Each of the many surgical implants that may be made from an absorbable metal has a shape that is designed specifically for its deployment into tissue and its initial, primary function, such as holding tissue layers together during wound healing. As the implant corrodes, the ability of the implant to perform its primary function degrades. Biasing the corrosion rate and location on the implant allows the implant to fragment in a desirable way during the early stages of the corrosion process. For example, physical attributes of the implant important for deployment into tissue are not necessarily desirable thereafter while implanted in the body. The sharp tips of a surgical staple are necessary for penetration into tissue during deployment, but can cause prolonged pain or irritation to the patient thereafter. Procedures with such post-surgical complaints by patients include inguinal hernia repair and hysterectomy (in which a male sexual partner experiences the discomfort.) Also, in some situations, it would be advantageous for the implant to corrode in a specific manner, so that the ability of the implant to perform its primary function even improves. For example, surgical staplers commonly referred to in the art as circular staplers are used to perform an end-to-end or end-to-side anastomosis of hollow organs such as the large or small intestines. The surgeon uses the circular stapler to deploy a plurality of tiny, surgical staples evenly spaced apart in a pair of concentric circular staplelines (or more simply, “staple circles”) around a lumen, in order to connect the two organs together in fluid communication.

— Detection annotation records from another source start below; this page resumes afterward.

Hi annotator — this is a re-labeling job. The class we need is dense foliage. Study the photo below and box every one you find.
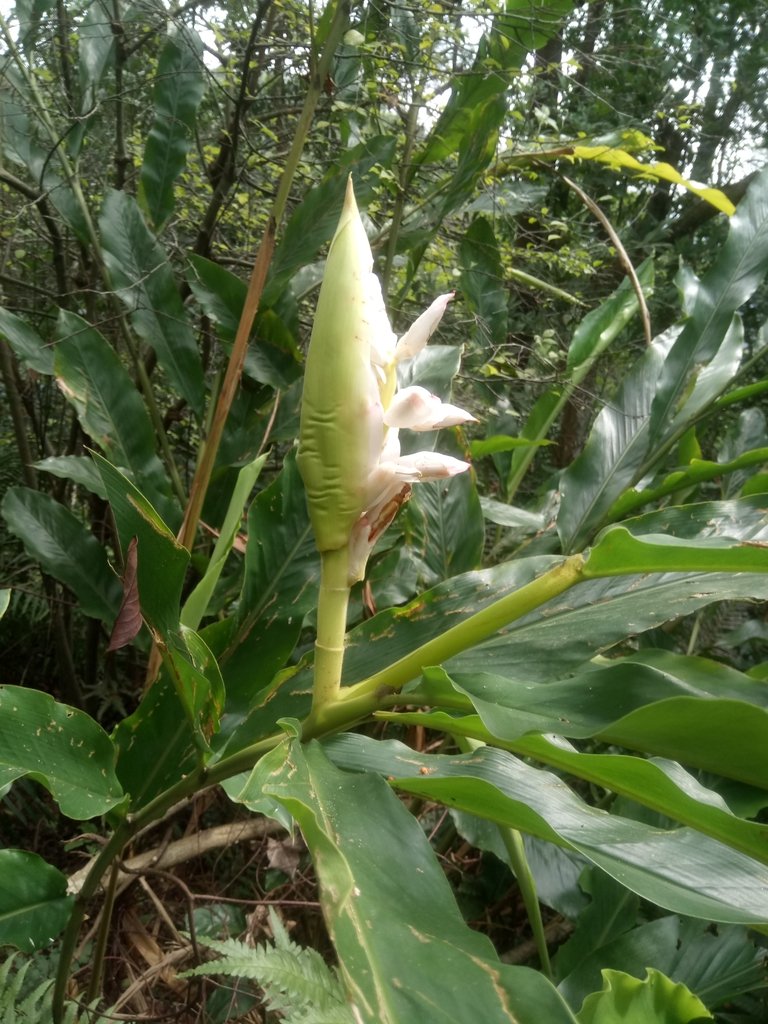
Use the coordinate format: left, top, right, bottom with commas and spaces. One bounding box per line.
0, 0, 768, 1024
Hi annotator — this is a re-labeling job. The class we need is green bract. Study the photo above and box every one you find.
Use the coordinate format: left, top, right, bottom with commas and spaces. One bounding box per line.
297, 180, 473, 569
297, 179, 391, 551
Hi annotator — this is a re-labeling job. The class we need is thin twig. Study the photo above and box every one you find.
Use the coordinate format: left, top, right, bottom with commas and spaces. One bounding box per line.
561, 174, 653, 345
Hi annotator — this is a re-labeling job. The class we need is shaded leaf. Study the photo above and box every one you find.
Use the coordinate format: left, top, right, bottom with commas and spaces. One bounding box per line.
0, 686, 123, 819
0, 308, 53, 377
33, 455, 106, 501
113, 667, 201, 810
99, 189, 205, 413
558, 914, 768, 1009
106, 537, 141, 653
325, 735, 768, 924
93, 455, 189, 645
214, 454, 319, 712
579, 968, 714, 1024
237, 741, 572, 1024
0, 487, 120, 623
138, 23, 204, 231
54, 309, 179, 519
0, 850, 74, 952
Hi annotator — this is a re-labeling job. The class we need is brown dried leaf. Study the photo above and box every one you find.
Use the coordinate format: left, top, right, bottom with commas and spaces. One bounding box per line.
106, 537, 141, 652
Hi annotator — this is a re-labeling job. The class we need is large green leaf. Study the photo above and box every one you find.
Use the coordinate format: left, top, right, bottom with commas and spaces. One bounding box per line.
507, 260, 654, 499
94, 456, 189, 644
0, 686, 123, 819
442, 650, 768, 788
459, 217, 508, 348
387, 702, 768, 863
556, 914, 768, 1010
113, 666, 202, 810
579, 968, 714, 1024
558, 172, 768, 550
0, 308, 53, 376
406, 473, 485, 583
138, 23, 204, 231
326, 735, 768, 924
214, 455, 319, 712
0, 487, 120, 623
234, 740, 573, 1024
649, 170, 768, 435
99, 189, 205, 413
557, 331, 675, 551
0, 850, 73, 953
54, 309, 178, 518
224, 497, 768, 738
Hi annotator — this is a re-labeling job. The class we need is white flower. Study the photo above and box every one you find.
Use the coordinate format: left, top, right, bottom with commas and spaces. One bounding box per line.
298, 179, 474, 583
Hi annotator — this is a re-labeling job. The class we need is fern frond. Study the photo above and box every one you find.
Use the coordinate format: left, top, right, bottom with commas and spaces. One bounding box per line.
0, 953, 131, 1024
182, 915, 353, 1024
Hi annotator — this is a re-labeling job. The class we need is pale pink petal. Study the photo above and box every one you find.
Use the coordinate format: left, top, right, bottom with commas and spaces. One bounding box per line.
428, 401, 477, 430
384, 386, 441, 430
397, 452, 470, 480
394, 292, 454, 362
384, 385, 475, 430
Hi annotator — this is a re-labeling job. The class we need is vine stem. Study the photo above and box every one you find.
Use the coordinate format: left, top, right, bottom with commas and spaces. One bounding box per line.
178, 0, 350, 549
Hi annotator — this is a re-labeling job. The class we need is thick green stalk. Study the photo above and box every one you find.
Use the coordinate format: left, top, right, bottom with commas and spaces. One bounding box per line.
312, 547, 349, 713
340, 554, 585, 714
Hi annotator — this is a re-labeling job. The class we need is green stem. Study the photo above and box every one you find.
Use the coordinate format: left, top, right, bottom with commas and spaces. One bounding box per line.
454, 736, 554, 981
312, 547, 349, 713
342, 554, 585, 703
499, 825, 554, 981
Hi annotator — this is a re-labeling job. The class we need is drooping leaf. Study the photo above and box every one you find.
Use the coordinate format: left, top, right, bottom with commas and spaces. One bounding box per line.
138, 23, 204, 231
54, 309, 179, 519
438, 650, 768, 786
553, 867, 638, 978
578, 968, 714, 1024
459, 217, 509, 348
558, 167, 768, 550
99, 189, 205, 413
0, 308, 53, 377
0, 850, 74, 952
181, 455, 266, 630
34, 455, 106, 501
0, 487, 120, 623
164, 627, 224, 750
217, 455, 319, 712
325, 735, 768, 924
94, 455, 189, 644
558, 914, 768, 1010
113, 667, 201, 810
0, 686, 123, 820
406, 473, 484, 583
237, 741, 572, 1024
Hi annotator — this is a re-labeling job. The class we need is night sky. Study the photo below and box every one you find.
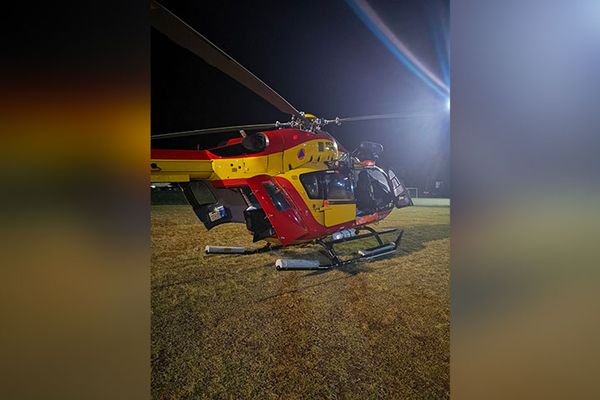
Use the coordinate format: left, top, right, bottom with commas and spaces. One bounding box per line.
151, 0, 450, 194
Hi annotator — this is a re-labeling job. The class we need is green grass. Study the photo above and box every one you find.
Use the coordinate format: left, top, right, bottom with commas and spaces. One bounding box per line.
151, 206, 450, 399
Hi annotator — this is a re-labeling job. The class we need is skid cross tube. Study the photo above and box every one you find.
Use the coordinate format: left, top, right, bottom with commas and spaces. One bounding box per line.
276, 227, 404, 271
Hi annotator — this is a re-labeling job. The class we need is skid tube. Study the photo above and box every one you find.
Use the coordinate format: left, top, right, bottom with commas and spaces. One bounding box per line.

Each staple is formed into a “B-shape” to clinch tissue layers together. A ring of relatively inelastic scar tissue forms over these staple circles. By using surgical staples that initially corrode and fragment from “B-shapes” into “two half B-shapes”, the primary tissue holding function of the staples is not compromised, yet the staple circles are more flexible and easily dilated.
What is needed, therefore, is a surgical implant made of a metal that corrodes and becomes absorbed in the body without compromising the primary function of the implant, and the rate of corrosion on at least a portion of the implant is alterable in order to provide benefit to the patient.